Os piratas somalis que mantêm como refém o capitão americano de um navio de carga exigiram um resgate para liberá-lo, informou nesta sexta-feira à AFP Abdi Garad, um dos chefes dos sequestradores, sem especificar a quantia pedida.

AFP |

"Estamos pedindo um resgate para liberar o capitão", disse Garad por telefone de Eyl, um refúgio pirata no norte da Somália.

Garad avisou que não vai aceitar enganação: "Estamos em condições de defender nossa equipe e se os americanos tentarem nos enganar terão consequências negativas".

Os piratas atacaram quarta-feira o cargueiro de 17,5 toneladas 'Maersk Alabama', de propriedade dinamarquesa e bandeira americana, com 20 tripulantes americanos a bordo. Os marinheiros recuperaram o controle da embarcação, mas os piratas conseguiram reter o capitão em um bote salva-vidas.

Enquanto o pirata pedia o resgate, a imprensa informou que o capitão havia tentado fugir.

O capitão Richard Phillips conseguiu pular no mar durante a noite e tentou nadar até o navio americano 'USS Bainbridge', que está nas proximidades, mas os piratas conseguiram recapturá-lo, destacaram três canais de televisão.

Phillips, por sua vez, virou o novo herói dos americanos. Parentes, colegas e a imprensa americana redobram os elogios ao marinheiro que, aparentemente, se ofereceu voluntariamente como refém para salvar as demais pessoas que estavam sob seu comando e por sua tentativa de escapar.

"Ele está preocupado com sua tripulação e seu barco", afirmou sua irmã, Lea Coggio. "Richard é assim mesmo", acrescentou, em declaraçoes ao canal CBS.

Funcionários militares dos Estados Unidos disseram à CNN que Phillips estava bem e que os piratas não o feriram ao frustrar sua tentativa de fuga.

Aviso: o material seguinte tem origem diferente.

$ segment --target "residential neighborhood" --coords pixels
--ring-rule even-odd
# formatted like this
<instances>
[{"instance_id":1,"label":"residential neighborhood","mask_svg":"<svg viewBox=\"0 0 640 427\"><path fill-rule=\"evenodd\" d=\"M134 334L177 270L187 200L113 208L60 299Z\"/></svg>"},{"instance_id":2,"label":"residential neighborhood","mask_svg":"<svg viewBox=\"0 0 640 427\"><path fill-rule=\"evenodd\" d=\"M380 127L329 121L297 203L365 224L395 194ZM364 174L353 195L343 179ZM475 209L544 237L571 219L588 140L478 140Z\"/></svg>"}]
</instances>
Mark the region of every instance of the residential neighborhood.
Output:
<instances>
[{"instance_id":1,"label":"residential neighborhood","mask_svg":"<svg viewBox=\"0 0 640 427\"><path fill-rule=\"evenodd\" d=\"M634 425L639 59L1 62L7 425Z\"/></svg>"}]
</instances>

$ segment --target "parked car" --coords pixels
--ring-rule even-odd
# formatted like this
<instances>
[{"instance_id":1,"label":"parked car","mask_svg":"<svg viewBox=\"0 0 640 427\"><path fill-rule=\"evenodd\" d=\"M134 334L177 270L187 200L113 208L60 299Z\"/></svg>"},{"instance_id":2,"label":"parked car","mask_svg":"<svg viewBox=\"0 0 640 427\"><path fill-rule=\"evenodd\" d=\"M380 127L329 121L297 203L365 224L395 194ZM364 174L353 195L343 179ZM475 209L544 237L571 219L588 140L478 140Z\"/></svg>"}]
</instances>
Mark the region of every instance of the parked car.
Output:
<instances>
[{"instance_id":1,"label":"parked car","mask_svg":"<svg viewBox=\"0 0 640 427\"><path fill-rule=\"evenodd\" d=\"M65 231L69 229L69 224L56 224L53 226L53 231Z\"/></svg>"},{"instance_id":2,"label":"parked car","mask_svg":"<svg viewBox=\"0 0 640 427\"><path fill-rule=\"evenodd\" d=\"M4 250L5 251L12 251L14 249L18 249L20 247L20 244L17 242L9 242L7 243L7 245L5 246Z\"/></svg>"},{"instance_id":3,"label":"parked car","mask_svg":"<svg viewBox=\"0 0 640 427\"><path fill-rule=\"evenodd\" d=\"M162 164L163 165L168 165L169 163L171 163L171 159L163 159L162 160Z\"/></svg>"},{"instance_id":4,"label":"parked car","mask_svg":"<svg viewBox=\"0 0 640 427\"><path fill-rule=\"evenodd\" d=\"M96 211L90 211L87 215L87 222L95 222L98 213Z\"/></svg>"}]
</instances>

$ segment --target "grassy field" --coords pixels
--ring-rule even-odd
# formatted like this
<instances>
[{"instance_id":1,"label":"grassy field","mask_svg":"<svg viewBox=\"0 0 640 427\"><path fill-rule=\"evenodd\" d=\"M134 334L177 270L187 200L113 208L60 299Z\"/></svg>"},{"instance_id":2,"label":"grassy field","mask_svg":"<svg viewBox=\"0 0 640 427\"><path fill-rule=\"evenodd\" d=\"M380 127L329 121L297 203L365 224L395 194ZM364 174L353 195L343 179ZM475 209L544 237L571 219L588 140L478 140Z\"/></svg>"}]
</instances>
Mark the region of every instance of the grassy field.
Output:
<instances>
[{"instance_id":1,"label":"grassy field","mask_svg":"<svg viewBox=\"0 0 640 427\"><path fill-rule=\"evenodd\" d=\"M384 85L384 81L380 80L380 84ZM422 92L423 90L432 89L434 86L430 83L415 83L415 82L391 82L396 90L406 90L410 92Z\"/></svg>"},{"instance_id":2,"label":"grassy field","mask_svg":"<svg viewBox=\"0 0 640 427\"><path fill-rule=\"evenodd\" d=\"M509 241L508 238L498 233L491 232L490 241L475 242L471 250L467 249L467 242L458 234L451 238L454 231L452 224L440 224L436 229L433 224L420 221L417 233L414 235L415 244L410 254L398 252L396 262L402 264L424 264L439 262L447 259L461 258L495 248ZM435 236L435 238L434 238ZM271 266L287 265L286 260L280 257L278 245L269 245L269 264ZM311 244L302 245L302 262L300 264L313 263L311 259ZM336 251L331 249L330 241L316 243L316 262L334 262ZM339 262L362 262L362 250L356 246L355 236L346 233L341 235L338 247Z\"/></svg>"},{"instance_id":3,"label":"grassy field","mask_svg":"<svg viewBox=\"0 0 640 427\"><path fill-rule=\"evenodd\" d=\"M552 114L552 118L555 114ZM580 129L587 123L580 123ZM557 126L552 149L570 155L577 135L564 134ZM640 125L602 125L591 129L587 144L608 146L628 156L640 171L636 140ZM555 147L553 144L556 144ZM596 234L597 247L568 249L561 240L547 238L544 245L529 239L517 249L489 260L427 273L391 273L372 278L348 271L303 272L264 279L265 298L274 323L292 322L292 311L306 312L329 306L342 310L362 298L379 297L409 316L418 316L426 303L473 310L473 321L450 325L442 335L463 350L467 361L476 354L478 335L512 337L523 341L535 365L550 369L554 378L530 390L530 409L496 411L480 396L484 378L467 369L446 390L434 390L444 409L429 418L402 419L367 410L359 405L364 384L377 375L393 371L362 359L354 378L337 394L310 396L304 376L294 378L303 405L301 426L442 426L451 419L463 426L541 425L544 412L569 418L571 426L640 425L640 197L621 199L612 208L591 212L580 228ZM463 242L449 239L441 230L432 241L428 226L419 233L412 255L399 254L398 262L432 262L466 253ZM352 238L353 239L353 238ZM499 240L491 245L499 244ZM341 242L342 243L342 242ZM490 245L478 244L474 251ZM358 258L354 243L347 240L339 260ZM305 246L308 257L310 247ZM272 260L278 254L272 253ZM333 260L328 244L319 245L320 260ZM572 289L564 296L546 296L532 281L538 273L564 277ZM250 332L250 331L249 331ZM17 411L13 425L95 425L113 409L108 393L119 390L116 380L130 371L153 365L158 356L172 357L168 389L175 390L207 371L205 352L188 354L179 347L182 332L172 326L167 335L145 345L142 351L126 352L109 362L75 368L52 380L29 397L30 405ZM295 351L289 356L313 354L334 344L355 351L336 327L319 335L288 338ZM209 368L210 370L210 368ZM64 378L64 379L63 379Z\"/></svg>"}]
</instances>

O Exército dos Estados Unidos informou ainda que está enviando mais forças à região do Chifre da África.

Com três navios e cerca de mil homens, a Marinha americana (US Navy) lidera uma força tarefa, com a participação de mais de 20 países, para combater a pirataria no Golfo de Aden.

A secretária americana de Estado, Hillary Clinton, manifestou sua "profunda preocupação" com o ataque pirata a um navio americano, e conclamou uma ação internacional contra a pirataria.

"Estamos profundamente preocupados e acompanhamos isto muito de perto", revelou Hillary Clinton em Washington, após um encontro com o ministro marroquino de Relações Exteriores, Taieb Fassi-Fihri.

Os atos de pirataria a partir da costa da Somália, país em guerra civil desde 1991, atingiram mais de 130 navios no ano passado, segundo o Bureau Marítimo Internacional.

Por outro lado, um refém do veleiro francês "Tanit", capturado no sábado passado por piratas somalis, morreu, e os outros quatro, entre eles a criança, foram resgatados sãos e salvos durante uma operação militar conduzida nesta sexta-feira pelo Exército da França, anunciou nesta sexta-feira a presidência francesa.

Negociações haviam sido iniciadas na quinta-feira para "convencer os piratas a desistirem de seu projeto criminoso", mas "as ameaças foram ficando mais precisas, com os piratas rejeitando as propostas, e foi decidida uma operação0 de resgate dos reféns", explicou a presidência.

"Infelizmente, um refém morreu durante a operação. Os outros quatro, inclusive a criança, estão sãos e salvos. Dois piratas morreram, e os outros três foram detidos", destacou.

O veleiro francês "Tanit" fora capturado no golfo de Aden sábado passado, com quatro adultos e uma criança a bordo.